Kiss Tomorrow Goodbye is a 1950 film noir starring James Cagney, directed by Gordon Douglas, produced by William Cagney and based on the novel by Horace McCoy.  The film was banned in Ohio as "a sordid, sadistic presentation of brutality and an extreme presentation of crime with explicit steps in commission."

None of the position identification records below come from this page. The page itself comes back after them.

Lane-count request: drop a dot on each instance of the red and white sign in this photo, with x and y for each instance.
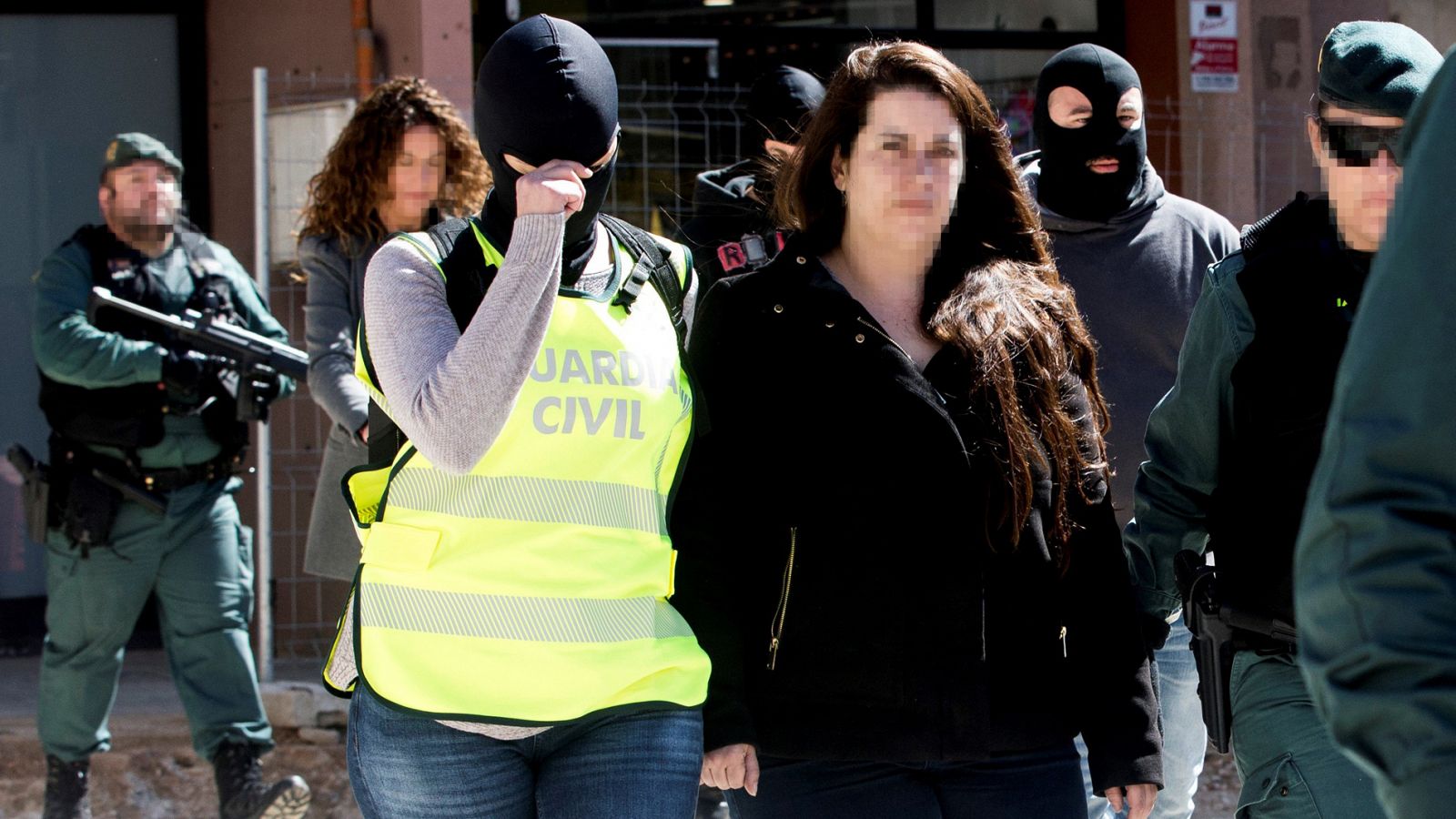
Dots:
(1213, 28)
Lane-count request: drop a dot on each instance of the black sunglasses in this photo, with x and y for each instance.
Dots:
(1359, 145)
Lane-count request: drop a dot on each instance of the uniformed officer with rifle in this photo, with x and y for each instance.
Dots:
(147, 438)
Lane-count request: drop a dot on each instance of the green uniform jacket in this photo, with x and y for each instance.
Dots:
(70, 350)
(1174, 490)
(1376, 557)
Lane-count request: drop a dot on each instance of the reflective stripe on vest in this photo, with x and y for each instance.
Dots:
(533, 589)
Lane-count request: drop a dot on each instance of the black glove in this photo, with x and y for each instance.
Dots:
(1155, 632)
(257, 388)
(186, 375)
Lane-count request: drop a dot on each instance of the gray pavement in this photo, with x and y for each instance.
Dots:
(146, 683)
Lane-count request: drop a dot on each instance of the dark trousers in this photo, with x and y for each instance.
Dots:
(1041, 784)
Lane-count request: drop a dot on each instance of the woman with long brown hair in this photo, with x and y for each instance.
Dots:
(895, 538)
(404, 155)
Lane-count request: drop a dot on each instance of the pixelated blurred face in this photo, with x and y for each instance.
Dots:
(1356, 157)
(414, 179)
(140, 200)
(1070, 108)
(905, 167)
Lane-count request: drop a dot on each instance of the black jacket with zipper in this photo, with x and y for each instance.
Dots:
(841, 557)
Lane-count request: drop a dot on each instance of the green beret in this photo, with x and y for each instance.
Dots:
(124, 149)
(1375, 67)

Supporting Cagney are Luther Adler as a crooked lawyer, and Ward Bond and Barton MacLane as two crooked cops.

Plot
Ralph Cotter is a career criminal who, while escaping from a prison work camp, kills his escape partner, Carleton. On the outside, Cotter ultimately woos Carleton's sister, Holiday, by threatening to expose the fact that she was involved in arranging the prison break. Holiday does not know that Cotter killed her brother. There are hints of a sadomasochistic bond between the two in a scene where Cotter is provoked to whip Holiday with a wet towel, after which she passionately embraces him. Cotter quickly gets back into the crime game—only to be shaken down by corrupt local cops. Things become more complicated with each plan, and worsen when he turns the tables on the bad cops. Finally, Holiday discovers that Cotter killed her brother and that he is dumping her for a wealthy young heiress. She is thrown into a violent rage.

Cast
 James Cagney as Ralph Cotter
 Barbara Payton as Holiday Carleton
 Helena Carter as Margaret Dobson
 Ward Bond as Insp. Charles Weber
 Luther Adler as Keith 'Cherokee' Mandon
 Barton MacLane as Lt. John Reece
 Steve Brodie as Joe 'Jinx' Raynor
 Rhys Williams as Vic Mason
 Herbert Heyes as Ezra Dobson
 John Litel as Police Chief Tolgate
 William Frawley as Byers
 Gordon Richards as the Butler (uncredited)
 Neville Brand as Carleton, (Holiday’s Brother) (uncredited)

Production

Development
Kiss Tomorrow Goodbye was based on a bestselling novel by Horace McCoy that was published in 1948.

Humphrey Bogart and Robert Lord were interested in securing the film rights before the novel's publication, but in November 1949, the film rights were sold to William Schiffrin, an independent producer. In February 1950, the Cagney brothers bought the film rights. In March 1950, Barbara Payton was cast. Helena Carter joined the cast in April. Filming began on April 14, 1950, at General Service Studios.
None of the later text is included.